With AVX Haswell can send 256
)
With AVX Haswell can send 256 bit vectors into the pipeline each clock tick, whereas Ivy still needed 2 128 bit vectors in 2 clocks. Intel slides say they want to enlarge the width to 512 bit in 2 years or so. Sounds like something worth using.. if it's not too much hassle.
And - with all due respect - for the next few years AVX support will liekly gain you more throughput than Einstein@Android.
MrS
Scanning for our furry friends since Jan 2002
Any updates after one more
)
Any updates after one more year?
MrS
Scanning for our furry friends since Jan 2002
Later BOINC clients (ie 7.3
)
Later BOINC clients (ie 7.3 and 7.4) also report AVX feature if the CPU supports it.
BOINC blog
Paging Bernd for any updates
)
Paging Bernd for any updates
Fair question. Currently
)
Fair question.
Currently the foundations are being laid so that the next generation GW app will use AVX (actually the best SIMD aritecture available on a given host). I think we might see this on E@H later this year.
The BRP app is mainly intended for GPU now and we won't touch the CPU code, I guess.

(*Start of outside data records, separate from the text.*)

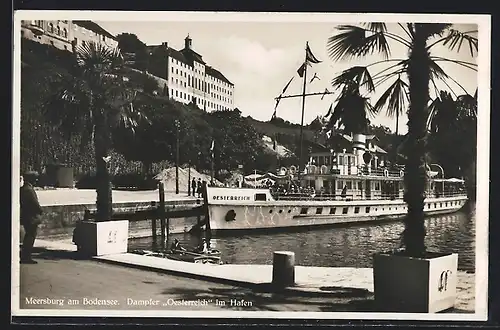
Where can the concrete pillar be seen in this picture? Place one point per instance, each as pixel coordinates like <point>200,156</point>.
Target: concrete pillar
<point>283,269</point>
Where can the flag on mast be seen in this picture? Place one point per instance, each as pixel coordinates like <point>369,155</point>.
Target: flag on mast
<point>329,111</point>
<point>310,58</point>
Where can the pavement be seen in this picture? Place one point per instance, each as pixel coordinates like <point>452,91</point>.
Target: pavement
<point>316,289</point>
<point>72,196</point>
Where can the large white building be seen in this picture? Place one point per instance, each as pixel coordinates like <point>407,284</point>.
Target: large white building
<point>66,35</point>
<point>189,79</point>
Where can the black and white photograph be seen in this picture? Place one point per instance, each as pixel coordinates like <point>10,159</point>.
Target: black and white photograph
<point>250,165</point>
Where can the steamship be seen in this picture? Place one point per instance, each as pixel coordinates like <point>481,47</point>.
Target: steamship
<point>351,183</point>
<point>344,186</point>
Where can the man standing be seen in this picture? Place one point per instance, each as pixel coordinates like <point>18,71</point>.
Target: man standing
<point>30,211</point>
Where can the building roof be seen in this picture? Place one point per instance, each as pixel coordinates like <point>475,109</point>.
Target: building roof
<point>89,25</point>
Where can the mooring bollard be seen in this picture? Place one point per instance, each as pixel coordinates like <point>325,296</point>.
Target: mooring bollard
<point>283,269</point>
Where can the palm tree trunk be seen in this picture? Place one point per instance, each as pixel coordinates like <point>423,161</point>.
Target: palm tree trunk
<point>415,173</point>
<point>104,193</point>
<point>397,122</point>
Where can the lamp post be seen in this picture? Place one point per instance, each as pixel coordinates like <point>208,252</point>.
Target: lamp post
<point>177,124</point>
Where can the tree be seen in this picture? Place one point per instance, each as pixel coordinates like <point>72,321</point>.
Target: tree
<point>92,98</point>
<point>420,69</point>
<point>453,122</point>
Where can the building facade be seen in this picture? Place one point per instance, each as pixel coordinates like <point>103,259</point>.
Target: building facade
<point>66,35</point>
<point>190,79</point>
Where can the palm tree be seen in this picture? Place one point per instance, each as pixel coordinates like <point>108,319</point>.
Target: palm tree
<point>420,69</point>
<point>90,99</point>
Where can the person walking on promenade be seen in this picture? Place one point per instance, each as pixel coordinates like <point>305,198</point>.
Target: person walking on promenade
<point>199,188</point>
<point>193,186</point>
<point>30,211</point>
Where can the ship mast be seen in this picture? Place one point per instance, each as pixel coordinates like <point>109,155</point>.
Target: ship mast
<point>309,58</point>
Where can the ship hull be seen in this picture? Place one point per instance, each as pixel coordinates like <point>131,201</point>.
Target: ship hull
<point>264,215</point>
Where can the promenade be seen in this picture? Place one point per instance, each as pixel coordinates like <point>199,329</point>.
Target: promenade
<point>60,276</point>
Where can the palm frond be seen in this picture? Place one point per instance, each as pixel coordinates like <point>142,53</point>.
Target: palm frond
<point>355,77</point>
<point>433,29</point>
<point>354,41</point>
<point>395,98</point>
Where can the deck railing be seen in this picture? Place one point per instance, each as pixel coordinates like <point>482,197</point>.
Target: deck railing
<point>356,196</point>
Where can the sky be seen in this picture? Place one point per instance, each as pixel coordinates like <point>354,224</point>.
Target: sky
<point>259,58</point>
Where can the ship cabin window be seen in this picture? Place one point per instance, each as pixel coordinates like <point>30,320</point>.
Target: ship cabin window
<point>260,197</point>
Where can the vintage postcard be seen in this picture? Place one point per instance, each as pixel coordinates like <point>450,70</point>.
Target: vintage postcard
<point>250,165</point>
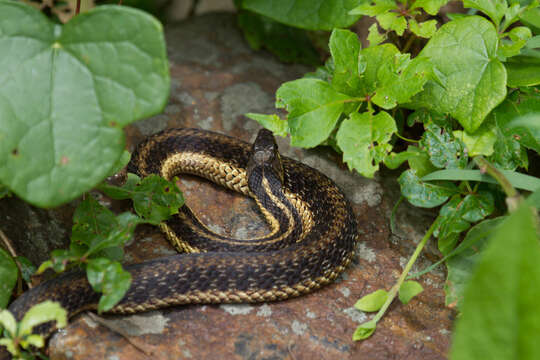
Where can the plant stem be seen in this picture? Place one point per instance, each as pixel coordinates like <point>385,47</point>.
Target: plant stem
<point>512,196</point>
<point>5,240</point>
<point>408,44</point>
<point>395,289</point>
<point>406,139</point>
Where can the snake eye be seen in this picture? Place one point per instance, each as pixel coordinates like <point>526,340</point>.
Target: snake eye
<point>265,154</point>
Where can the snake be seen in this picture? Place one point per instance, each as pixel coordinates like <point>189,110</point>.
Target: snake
<point>311,237</point>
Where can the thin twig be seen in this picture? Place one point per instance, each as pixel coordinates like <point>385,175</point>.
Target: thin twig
<point>9,246</point>
<point>512,196</point>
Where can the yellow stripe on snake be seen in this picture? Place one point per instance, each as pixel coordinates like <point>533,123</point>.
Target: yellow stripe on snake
<point>311,239</point>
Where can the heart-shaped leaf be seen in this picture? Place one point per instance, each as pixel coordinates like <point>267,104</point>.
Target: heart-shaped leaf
<point>67,91</point>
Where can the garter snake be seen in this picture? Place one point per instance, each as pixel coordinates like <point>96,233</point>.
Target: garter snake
<point>311,239</point>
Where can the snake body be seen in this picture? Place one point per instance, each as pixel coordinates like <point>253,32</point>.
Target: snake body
<point>311,240</point>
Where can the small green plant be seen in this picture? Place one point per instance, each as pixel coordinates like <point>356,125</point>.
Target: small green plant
<point>446,101</point>
<point>18,337</point>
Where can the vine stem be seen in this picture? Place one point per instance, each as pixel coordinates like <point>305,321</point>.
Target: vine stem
<point>512,196</point>
<point>13,253</point>
<point>395,289</point>
<point>406,139</point>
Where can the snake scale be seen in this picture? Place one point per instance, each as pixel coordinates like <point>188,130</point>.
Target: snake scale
<point>311,239</point>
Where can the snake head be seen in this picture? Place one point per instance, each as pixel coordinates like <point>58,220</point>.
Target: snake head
<point>265,158</point>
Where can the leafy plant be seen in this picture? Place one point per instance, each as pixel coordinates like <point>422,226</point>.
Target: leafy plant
<point>18,337</point>
<point>98,235</point>
<point>67,91</point>
<point>470,84</point>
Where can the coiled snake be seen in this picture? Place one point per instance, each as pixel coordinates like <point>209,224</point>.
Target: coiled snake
<point>311,240</point>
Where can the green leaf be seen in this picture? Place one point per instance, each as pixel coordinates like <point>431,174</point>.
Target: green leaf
<point>463,258</point>
<point>518,180</point>
<point>531,17</point>
<point>527,128</point>
<point>443,149</point>
<point>424,194</point>
<point>10,345</point>
<point>500,310</point>
<point>522,71</point>
<point>27,268</point>
<point>365,330</point>
<point>271,122</point>
<point>400,79</point>
<point>374,8</point>
<point>306,14</point>
<point>42,313</point>
<point>287,43</point>
<point>464,53</point>
<point>364,140</point>
<point>98,228</point>
<point>481,142</point>
<point>430,6</point>
<point>7,321</point>
<point>344,47</point>
<point>314,108</point>
<point>408,290</point>
<point>8,277</point>
<point>67,91</point>
<point>424,29</point>
<point>392,21</point>
<point>534,199</point>
<point>508,151</point>
<point>457,214</point>
<point>108,277</point>
<point>495,9</point>
<point>476,234</point>
<point>418,160</point>
<point>518,38</point>
<point>373,301</point>
<point>374,36</point>
<point>4,191</point>
<point>33,340</point>
<point>156,199</point>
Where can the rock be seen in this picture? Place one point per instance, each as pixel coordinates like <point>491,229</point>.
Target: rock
<point>216,78</point>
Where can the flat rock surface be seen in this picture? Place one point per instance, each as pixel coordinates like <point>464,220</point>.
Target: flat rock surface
<point>216,79</point>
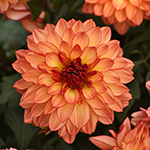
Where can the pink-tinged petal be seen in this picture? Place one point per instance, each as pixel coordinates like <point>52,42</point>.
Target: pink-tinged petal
<point>97,102</point>
<point>108,9</point>
<point>49,27</point>
<point>102,49</point>
<point>58,100</point>
<point>16,15</point>
<point>89,24</point>
<point>34,48</point>
<point>41,95</point>
<point>34,59</point>
<point>65,47</point>
<point>104,65</point>
<point>136,3</point>
<point>100,86</point>
<point>32,75</point>
<point>52,60</point>
<point>108,97</point>
<point>89,92</point>
<point>21,84</point>
<point>64,112</point>
<point>103,141</point>
<point>54,123</point>
<point>68,35</point>
<point>54,88</point>
<point>37,110</point>
<point>125,76</point>
<point>138,18</point>
<point>82,39</point>
<point>106,35</point>
<point>45,79</point>
<point>71,96</point>
<point>111,77</point>
<point>130,11</point>
<point>46,47</point>
<point>61,26</point>
<point>54,38</point>
<point>121,4</point>
<point>80,115</point>
<point>117,106</point>
<point>118,88</point>
<point>71,128</point>
<point>94,35</point>
<point>78,27</point>
<point>98,9</point>
<point>4,5</point>
<point>39,35</point>
<point>75,52</point>
<point>88,55</point>
<point>90,127</point>
<point>49,108</point>
<point>120,15</point>
<point>121,27</point>
<point>29,94</point>
<point>112,52</point>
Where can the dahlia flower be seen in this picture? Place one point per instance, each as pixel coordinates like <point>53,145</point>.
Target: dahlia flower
<point>121,13</point>
<point>126,139</point>
<point>19,10</point>
<point>73,76</point>
<point>143,115</point>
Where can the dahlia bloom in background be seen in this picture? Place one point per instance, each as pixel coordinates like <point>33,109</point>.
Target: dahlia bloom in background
<point>143,115</point>
<point>126,139</point>
<point>19,10</point>
<point>73,76</point>
<point>121,13</point>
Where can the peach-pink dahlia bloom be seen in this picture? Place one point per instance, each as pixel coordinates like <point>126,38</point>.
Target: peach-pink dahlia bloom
<point>73,76</point>
<point>121,13</point>
<point>126,139</point>
<point>19,10</point>
<point>143,115</point>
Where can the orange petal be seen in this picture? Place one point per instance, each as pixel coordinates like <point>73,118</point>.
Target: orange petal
<point>94,35</point>
<point>61,26</point>
<point>104,65</point>
<point>46,47</point>
<point>89,92</point>
<point>58,100</point>
<point>41,95</point>
<point>37,110</point>
<point>103,141</point>
<point>54,38</point>
<point>39,35</point>
<point>45,79</point>
<point>64,112</point>
<point>34,59</point>
<point>80,115</point>
<point>78,27</point>
<point>121,4</point>
<point>32,75</point>
<point>52,60</point>
<point>68,35</point>
<point>54,88</point>
<point>82,39</point>
<point>54,123</point>
<point>71,96</point>
<point>89,24</point>
<point>88,55</point>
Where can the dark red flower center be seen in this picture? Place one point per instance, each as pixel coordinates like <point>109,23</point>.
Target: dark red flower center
<point>75,74</point>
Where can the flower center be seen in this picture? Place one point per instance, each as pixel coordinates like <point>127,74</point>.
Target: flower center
<point>75,74</point>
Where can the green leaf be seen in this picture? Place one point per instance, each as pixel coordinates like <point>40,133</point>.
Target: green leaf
<point>23,132</point>
<point>36,7</point>
<point>8,92</point>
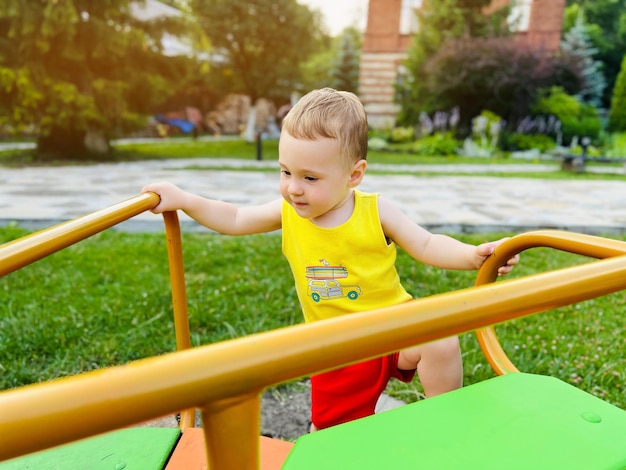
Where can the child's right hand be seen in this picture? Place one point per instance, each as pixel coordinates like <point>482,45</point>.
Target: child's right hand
<point>172,197</point>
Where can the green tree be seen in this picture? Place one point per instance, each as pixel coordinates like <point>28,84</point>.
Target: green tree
<point>80,72</point>
<point>617,114</point>
<point>606,25</point>
<point>440,22</point>
<point>260,45</point>
<point>479,74</point>
<point>577,49</point>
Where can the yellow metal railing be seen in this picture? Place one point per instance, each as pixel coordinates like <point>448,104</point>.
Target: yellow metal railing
<point>586,245</point>
<point>225,380</point>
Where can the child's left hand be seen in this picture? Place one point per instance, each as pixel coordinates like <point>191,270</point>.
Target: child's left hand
<point>486,249</point>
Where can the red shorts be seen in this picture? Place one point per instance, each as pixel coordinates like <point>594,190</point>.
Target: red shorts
<point>351,392</point>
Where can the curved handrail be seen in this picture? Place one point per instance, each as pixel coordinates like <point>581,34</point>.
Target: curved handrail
<point>586,245</point>
<point>26,250</point>
<point>227,391</point>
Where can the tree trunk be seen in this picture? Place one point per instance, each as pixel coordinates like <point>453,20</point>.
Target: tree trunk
<point>250,127</point>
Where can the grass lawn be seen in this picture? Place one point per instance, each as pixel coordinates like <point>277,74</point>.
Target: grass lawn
<point>106,301</point>
<point>239,149</point>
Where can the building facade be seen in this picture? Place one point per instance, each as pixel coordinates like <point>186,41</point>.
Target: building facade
<point>390,25</point>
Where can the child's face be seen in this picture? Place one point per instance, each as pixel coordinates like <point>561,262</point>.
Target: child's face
<point>315,179</point>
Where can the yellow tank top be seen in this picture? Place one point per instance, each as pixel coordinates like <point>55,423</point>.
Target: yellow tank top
<point>345,269</point>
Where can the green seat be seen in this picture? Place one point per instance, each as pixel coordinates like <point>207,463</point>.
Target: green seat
<point>142,448</point>
<point>516,421</point>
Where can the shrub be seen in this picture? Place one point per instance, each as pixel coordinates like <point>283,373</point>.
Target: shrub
<point>577,119</point>
<point>402,134</point>
<point>540,142</point>
<point>440,143</point>
<point>617,114</point>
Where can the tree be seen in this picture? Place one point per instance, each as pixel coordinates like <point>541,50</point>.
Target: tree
<point>606,26</point>
<point>479,74</point>
<point>617,114</point>
<point>440,22</point>
<point>80,72</point>
<point>577,49</point>
<point>260,44</point>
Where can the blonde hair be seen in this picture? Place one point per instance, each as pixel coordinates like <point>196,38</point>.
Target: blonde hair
<point>332,114</point>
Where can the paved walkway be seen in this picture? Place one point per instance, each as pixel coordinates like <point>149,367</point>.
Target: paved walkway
<point>38,197</point>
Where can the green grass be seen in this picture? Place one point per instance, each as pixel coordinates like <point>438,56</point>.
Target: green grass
<point>106,301</point>
<point>175,148</point>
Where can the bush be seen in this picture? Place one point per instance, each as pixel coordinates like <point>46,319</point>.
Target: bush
<point>402,134</point>
<point>577,119</point>
<point>540,142</point>
<point>617,114</point>
<point>440,143</point>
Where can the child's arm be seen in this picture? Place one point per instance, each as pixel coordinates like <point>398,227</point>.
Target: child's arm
<point>216,215</point>
<point>433,249</point>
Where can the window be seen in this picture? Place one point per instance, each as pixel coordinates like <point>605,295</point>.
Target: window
<point>408,18</point>
<point>519,18</point>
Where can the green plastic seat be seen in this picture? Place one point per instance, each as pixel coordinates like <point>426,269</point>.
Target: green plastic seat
<point>515,421</point>
<point>141,448</point>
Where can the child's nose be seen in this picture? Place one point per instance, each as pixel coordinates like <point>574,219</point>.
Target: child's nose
<point>295,187</point>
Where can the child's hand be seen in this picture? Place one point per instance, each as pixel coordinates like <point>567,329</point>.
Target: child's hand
<point>486,249</point>
<point>172,197</point>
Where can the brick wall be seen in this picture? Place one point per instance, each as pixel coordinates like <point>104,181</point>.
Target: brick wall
<point>384,50</point>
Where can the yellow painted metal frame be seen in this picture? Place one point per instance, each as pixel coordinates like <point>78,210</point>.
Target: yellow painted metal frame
<point>225,380</point>
<point>586,245</point>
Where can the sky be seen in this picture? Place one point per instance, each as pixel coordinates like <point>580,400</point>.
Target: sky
<point>340,13</point>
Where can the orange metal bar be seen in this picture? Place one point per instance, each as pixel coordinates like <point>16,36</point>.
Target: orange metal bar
<point>586,245</point>
<point>179,297</point>
<point>19,253</point>
<point>215,377</point>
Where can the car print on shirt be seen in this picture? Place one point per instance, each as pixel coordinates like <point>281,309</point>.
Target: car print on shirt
<point>323,284</point>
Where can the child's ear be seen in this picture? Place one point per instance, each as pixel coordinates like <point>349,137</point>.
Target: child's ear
<point>357,173</point>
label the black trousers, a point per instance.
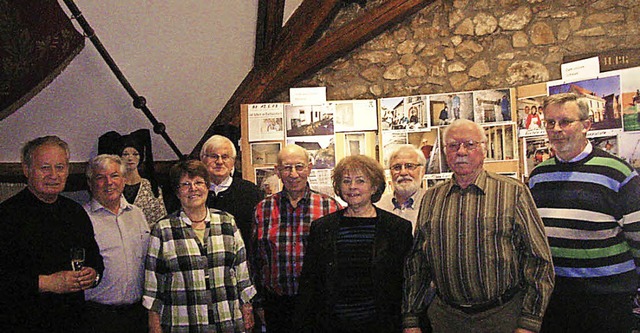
(100, 318)
(278, 313)
(589, 313)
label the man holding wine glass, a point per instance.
(41, 292)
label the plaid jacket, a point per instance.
(176, 283)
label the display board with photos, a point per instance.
(336, 129)
(614, 109)
(329, 132)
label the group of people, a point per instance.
(479, 253)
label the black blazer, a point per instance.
(392, 242)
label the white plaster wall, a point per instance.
(185, 56)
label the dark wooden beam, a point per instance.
(269, 25)
(297, 54)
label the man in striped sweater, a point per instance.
(589, 201)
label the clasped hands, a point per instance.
(68, 281)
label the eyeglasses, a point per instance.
(357, 181)
(187, 185)
(408, 166)
(468, 145)
(215, 157)
(551, 124)
(286, 169)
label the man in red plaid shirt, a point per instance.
(280, 235)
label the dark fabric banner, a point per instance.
(37, 41)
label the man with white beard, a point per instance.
(407, 165)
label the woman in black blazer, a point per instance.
(352, 275)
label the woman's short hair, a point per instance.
(369, 167)
(191, 168)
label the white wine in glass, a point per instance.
(77, 258)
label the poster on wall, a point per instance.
(321, 149)
(355, 115)
(308, 120)
(629, 148)
(630, 100)
(492, 106)
(265, 122)
(265, 153)
(530, 116)
(390, 141)
(446, 108)
(428, 143)
(601, 95)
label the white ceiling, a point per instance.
(186, 57)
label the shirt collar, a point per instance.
(96, 206)
(184, 218)
(223, 186)
(587, 150)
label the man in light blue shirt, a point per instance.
(122, 234)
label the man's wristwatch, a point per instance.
(96, 281)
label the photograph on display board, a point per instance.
(267, 180)
(500, 145)
(308, 120)
(608, 143)
(601, 95)
(321, 149)
(428, 143)
(355, 115)
(446, 108)
(320, 180)
(630, 85)
(491, 106)
(354, 144)
(390, 141)
(530, 116)
(629, 148)
(416, 108)
(536, 150)
(265, 122)
(393, 116)
(265, 153)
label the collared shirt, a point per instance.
(123, 239)
(281, 236)
(179, 268)
(407, 210)
(222, 186)
(477, 243)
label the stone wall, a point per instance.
(460, 45)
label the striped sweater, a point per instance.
(591, 212)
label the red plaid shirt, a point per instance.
(280, 235)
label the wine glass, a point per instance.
(77, 258)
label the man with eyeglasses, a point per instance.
(282, 224)
(481, 241)
(589, 201)
(233, 195)
(407, 167)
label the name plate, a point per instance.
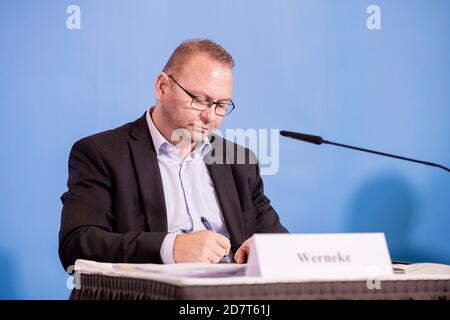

The FGRP (gamma ray pulsar search in FERMI/LAT data) app could benefit from an AVX enabled FFT.
Cheers
HB
RE: the best SIMD
)
That would be the ideal solution :)
I'm curious: what do you have to do to realize this?
MrS
Scanning for our furry friends since Jan 2002
The time has come. The next
)
The time has come. The next GW run will surely support AVX, will it? ;-)
The new search on the
)
The new search on the advanced-generation LIGO detector data has an AVX app, although currently only for Linux.
MrS
Scanning for our furry friends since Jan 2002
If you implement AVX, make
)
If you implement AVX, make sure you have a way to deny 256-bit wide AVX to AMD Bulldozer and Piledriver processors and instead serve either SSE3 or 128-bit wide AVX plus FMA4 to those processors unless you prove that the 256-bit AVX meets a special case. See http://www.agner.org/optimize/ on why this should be done in most cases. The only advantage I can see to sending 256-bit AVX to those processors is if the programmer can fit the entire working set in the 256-bit registers and not in the 128-bit registers. If neither fit, 128-bit AVX and SSE3 are faster than 256-bit AVX due to some horrendous performance of the 256-bit registers when they need to be written out to memory especially in Piledriver. If both fit, then the 128-bit AVX or SSE is better because a 256-bit instruction takes two of the four shared decoders to decode while the 128-bit instruction uses just one. Bulldozer's set of four shared instruction decoders also has problems when handling 256-bit AVX instructions that must be split into two 128-bit instructions each because this set can only split one of these instructions per clock cycle, so a second 256-bit instruction could stall the decoder set.
Steamroller fixes these problems, so you should serve 256-bit wide AVX with optional FMA4 to this processor with no problem. I would expect the same for Excavator.